Six years ago if you asked me what I thought “being healthy” meant, I would’ve defined it as maintaining a healthy weight and exercising frequently. I figured if you had these two things going on, you were pretty healthy.
I never considered how I dealt with food as playing into my health. I thought it was a way of life to be obsessed with what I should and shouldn’t eat. I thought it wasn’t a big deal that I was wallowing in guilt and shame about my food binges. I believed that I lacked control and discipline. I hated myself when I lost control around food or ate something I thought was bad for me.
But, hey, I weighed 135 pounds (picture on the left) and I was exercising five times a week so I was healthy, right? WRONG. I appeared healthy but I had a very tumultuous relationship in my head with food and it was making me miserable!

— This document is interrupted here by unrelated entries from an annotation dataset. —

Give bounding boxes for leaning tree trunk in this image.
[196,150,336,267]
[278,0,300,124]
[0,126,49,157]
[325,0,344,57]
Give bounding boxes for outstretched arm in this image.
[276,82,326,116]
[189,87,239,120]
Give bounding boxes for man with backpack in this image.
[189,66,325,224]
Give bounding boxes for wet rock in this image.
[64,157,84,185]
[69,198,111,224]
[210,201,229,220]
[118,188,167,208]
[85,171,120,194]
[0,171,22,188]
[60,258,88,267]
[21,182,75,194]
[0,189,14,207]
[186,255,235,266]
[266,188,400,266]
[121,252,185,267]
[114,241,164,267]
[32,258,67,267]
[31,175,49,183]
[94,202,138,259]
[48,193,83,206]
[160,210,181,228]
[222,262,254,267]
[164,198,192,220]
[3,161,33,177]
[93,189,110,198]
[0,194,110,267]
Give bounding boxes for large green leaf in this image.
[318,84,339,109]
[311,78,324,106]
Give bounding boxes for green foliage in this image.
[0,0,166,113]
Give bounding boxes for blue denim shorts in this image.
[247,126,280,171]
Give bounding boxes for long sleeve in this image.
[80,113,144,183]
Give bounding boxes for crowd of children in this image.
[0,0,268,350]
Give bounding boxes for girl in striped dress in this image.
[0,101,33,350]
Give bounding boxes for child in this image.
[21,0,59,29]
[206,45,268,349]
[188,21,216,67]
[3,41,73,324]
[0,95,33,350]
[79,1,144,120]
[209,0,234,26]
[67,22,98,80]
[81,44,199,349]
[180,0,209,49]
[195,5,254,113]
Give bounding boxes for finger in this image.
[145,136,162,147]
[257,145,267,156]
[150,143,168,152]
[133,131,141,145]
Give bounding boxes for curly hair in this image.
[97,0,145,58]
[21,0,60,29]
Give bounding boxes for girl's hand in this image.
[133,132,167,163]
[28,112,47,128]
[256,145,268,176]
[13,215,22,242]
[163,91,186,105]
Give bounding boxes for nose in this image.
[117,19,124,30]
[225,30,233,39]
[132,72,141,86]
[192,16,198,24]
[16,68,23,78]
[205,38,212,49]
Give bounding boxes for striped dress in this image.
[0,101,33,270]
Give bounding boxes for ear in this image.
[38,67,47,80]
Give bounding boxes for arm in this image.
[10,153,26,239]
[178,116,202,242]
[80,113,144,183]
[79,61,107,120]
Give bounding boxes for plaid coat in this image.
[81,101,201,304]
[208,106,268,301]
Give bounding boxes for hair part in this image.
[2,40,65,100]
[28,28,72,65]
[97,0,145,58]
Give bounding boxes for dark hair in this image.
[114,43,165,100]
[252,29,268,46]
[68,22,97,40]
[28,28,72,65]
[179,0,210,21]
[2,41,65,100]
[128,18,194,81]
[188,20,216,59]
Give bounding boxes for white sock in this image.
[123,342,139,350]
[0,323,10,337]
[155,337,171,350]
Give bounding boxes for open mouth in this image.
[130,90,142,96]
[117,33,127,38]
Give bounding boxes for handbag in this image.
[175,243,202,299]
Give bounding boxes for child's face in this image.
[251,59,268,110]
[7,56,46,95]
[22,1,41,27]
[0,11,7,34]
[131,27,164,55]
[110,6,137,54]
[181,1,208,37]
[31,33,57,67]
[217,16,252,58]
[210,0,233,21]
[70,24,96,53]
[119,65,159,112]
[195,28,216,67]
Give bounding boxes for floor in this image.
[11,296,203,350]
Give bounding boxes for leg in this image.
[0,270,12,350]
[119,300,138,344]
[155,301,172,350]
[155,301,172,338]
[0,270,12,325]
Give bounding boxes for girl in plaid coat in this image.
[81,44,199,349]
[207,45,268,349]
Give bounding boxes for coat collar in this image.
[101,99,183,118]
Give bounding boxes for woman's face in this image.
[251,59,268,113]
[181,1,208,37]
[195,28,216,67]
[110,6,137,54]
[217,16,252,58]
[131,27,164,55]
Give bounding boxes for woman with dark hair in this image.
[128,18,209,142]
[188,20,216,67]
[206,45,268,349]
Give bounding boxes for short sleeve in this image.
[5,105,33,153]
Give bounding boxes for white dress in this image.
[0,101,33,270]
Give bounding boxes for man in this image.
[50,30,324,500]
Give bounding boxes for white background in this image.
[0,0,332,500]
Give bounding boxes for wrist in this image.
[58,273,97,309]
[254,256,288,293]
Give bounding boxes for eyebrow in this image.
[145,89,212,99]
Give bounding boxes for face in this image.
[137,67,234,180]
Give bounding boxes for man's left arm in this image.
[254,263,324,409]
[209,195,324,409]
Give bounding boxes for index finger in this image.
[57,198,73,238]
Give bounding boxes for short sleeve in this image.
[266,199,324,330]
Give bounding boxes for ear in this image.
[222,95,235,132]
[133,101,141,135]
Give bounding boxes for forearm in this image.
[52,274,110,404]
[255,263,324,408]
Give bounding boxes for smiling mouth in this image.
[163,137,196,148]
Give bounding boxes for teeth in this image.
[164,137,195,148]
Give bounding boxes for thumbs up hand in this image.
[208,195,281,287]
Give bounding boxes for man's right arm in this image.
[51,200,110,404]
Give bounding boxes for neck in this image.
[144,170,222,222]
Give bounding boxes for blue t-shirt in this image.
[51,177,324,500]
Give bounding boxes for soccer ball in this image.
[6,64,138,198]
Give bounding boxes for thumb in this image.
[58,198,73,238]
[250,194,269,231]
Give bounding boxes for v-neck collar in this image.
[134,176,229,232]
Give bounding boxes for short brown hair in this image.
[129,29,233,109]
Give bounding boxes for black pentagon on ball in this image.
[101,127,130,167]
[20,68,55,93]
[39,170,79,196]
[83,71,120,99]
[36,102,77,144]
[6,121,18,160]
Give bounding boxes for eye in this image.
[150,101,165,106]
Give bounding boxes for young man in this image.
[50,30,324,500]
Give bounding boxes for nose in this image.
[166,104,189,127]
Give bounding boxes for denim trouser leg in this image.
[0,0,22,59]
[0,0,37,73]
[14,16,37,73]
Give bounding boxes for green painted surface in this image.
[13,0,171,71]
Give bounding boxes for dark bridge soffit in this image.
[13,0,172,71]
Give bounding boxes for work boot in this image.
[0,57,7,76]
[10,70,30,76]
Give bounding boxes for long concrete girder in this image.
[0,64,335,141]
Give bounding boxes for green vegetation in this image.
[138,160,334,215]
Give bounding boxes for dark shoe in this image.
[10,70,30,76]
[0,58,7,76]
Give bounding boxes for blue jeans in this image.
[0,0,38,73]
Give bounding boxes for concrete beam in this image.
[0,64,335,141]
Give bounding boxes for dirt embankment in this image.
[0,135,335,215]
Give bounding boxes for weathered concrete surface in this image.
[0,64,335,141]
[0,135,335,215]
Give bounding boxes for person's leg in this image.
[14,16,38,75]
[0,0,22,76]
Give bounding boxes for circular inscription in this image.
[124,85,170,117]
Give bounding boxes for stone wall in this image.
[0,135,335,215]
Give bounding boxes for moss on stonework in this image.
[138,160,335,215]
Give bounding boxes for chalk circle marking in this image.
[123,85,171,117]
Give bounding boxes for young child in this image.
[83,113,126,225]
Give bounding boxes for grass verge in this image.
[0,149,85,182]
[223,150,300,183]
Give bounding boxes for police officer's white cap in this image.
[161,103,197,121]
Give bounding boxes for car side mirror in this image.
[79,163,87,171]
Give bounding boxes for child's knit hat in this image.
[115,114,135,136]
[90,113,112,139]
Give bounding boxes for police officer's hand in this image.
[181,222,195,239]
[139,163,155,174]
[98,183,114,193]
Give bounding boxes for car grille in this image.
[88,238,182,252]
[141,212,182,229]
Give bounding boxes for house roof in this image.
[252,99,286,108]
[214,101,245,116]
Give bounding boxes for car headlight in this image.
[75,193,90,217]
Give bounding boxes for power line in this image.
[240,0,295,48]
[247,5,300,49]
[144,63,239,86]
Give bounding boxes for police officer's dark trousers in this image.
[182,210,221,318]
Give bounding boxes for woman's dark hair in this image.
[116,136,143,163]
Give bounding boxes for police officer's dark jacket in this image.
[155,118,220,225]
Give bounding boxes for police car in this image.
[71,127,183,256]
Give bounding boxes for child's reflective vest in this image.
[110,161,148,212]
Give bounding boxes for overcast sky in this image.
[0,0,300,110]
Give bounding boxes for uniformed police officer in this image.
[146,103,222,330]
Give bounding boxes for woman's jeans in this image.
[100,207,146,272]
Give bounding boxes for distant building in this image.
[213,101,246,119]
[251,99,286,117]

Fast forward to today. I weigh 20 pounds more (picture on the right) than I did six years ago. But I feel physically and mentally amazing. I feel the best I have felt in years and I contribute this to my transformed relationship with food.
By transforming this relationship, I’ve been way more consistent with how I eat and exercise. I believe that no body is the same and I try to pay attention to what my body needs. I no longer am restricting myself for days, and then eating everything in sight.
I now define being healthy as having a peaceful relationship with food, listening to what my body does and doesn’t like and honoring that, and moving in a way that is fun to me. When you are truly tuned into these things, health is inevitable.